Debo confesar que en esta parte del relato, a pesar de encanarme de la risa, suelo sentir un poco de pena. Al fin y al cabo son solo trabajadores y lo cierto es que Chicote se suele sobrar bastante. Pero el espectáculo aún exige que éste se adentre en las profundidades de cocinas llenas de grasa y desorden, que encuentre cadáveres de ratones entre las resistencias de electrodomésticos pleistocénicos, que nos señale los muchos peligros que acechan bajo la costra que cubre las paredes de las cámaras frigoríficas. Digamos que, llegados a este punto, el programa ha alcanzado su cénit de intensidad emocional y que éste coincide con el hundimiento anímico de todo el personal del garito. A partir de ahí, ya todo es subir. Chicote les demuestra que no es ningún ogro, que bajo esa apariencia de oficial del ejército soviético no hay más que un chico sencillo que ha tenido que ganarse a pulso todo lo que tiene, que bajo esa epidermis de cemento late un ser humano que también se emociona y llora. Y entonces, la peña se pone en movimiento y todo empieza a ir mejor. Las salsas ligan solas, la carne no se pasa del punto y la tempura cruje como la nieve recién caída en un prado alpino. Casi llegando al final, se inaugura el nuevo local, con su nueva decoración, sus nuevos platos y la nueva motivación de su personal. Y la cosa acaba como acababan siempre los capítulos de “Vacaciones en el mar”, con Julie, Gopher , el camarero negrata y el Capitán Stubing desplegando en cubierta su eterna simpatía mientras despiden como se merecen a esa pareja de jubilados del Medio Oeste que ha vuelto a recobrar el tiempo perdido o a esa adolescente incomprendida de Nueva Inglaterra que creyó enamorarse de un barrendero en Puerto Vallarta y ahora sabe que antes de amar tendrá que licenciarse en Harvard o a esos recién casados de Atlanta que antes de subirse al barco tenían dudas acerca de su amor y ahora lo único que tienen es ganas de follar o a la viuda millonaria de Connecticut que empinaba un poco el codo y robaba toallas y ceniceros en los hoteles y que, tras el viaje iniciático, ha comprendido que ese no es el camino y que el dinero no da la felicidad.

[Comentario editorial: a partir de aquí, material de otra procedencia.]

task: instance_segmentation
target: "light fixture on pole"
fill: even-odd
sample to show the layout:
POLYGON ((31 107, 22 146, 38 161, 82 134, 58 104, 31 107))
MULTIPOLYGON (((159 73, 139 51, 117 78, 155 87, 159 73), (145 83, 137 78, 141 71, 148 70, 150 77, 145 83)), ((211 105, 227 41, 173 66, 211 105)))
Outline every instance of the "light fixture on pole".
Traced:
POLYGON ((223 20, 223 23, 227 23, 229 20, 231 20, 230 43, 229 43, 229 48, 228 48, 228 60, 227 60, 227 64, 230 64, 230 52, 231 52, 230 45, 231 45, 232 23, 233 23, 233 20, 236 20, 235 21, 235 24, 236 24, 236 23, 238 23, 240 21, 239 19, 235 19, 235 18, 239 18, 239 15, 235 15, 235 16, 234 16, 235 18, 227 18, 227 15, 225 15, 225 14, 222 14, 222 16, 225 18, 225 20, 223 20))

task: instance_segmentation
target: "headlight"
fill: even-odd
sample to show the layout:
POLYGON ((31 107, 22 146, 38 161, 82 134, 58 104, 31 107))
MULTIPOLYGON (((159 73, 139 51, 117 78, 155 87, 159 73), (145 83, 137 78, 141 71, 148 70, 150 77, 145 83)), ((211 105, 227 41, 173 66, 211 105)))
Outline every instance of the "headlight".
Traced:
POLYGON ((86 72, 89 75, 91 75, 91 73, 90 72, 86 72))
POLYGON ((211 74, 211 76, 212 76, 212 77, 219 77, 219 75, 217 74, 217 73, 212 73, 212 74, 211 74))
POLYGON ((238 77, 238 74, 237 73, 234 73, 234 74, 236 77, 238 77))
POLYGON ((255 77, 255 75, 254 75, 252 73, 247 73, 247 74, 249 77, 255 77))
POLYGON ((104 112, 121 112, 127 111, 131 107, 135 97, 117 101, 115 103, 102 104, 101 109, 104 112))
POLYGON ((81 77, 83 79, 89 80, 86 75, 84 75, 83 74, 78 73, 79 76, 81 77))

Creo que, en realidad, el gran valor de “Pesadilla en la cocina” no recae tanto en su capacidad demostrada para hacernos reír un buen rato como en su aptitud para provocarnos ciertas reflexiones de hondo calado. Vale, lo de la mugre es un fácil recurso, pero les confesaré que, desde que veo el programa, le he cogido bastante tirria a lo de comer fuera de casa. Piensen durante unos segundos en los baños de muchos de los bares o restaurantes a los que suelen acudir. Piensen en ese baño en el que nunca hay papel y cuyas paredes rezuman humedad, ese baño que huele como el zulo de Ortega Lara y en el que apenas se atreven a hacer sus necesidades. Háganse ahora la siguiente reflexión: Si los baños están así de descuidados, ¿Cómo estarán las cámaras, los desagües, los filtros de las campanas extractoras? Si lo que enseñan asusta ¿Cómo estará lo que permanece oculto? Con su exagerada visceralidad Chicote ha puesto el dedo sobre una llaga sangrante de nuestra cultura: muchos de nuestros bares y restaurantes están en manos de personas que desconocen por completo su profesión y que, además, no tienen la mínima intención de aprender. Si tenemos en cuenta que somos uno de los países más turísticos de la Tierra, la cosa alcanza ya tintes catastróficos. ¿Podemos salir adelante como país si ni siquiera somos capaces de ponernos las pilas en uno de los pocos sectores económicos cuya viabilidad no se discute?

Con su formas un tanto macarras y sus mandiles de colores grotescos, Chicote ha tomado el testigo de aquellos intelectuales que durante todo el siglo XIX, y parte del XX, blandieron la bandera de la regeneración para una España que, como la de hoy, hacía aguas por todos sus costuras. La España de los bancos malos y las chapuzas, la de tipos como Bárcenas y Sepulveda, la de los cayennes, los equiscinco y las fiestas de cumpleaños faraónicas, esa España pija, cutre, hortera y profundamente ineficiente tiene su reverso positivo en un tipo que recorre sus garitos poniendo orden, cordura y sensatez. Un currela al que le ha ido bien en la vida y ahora se permite dar útiles consejos aunque sea gritando como una mala bestia. Bien por Chicote, bien por “Pesadilla en la cocina”.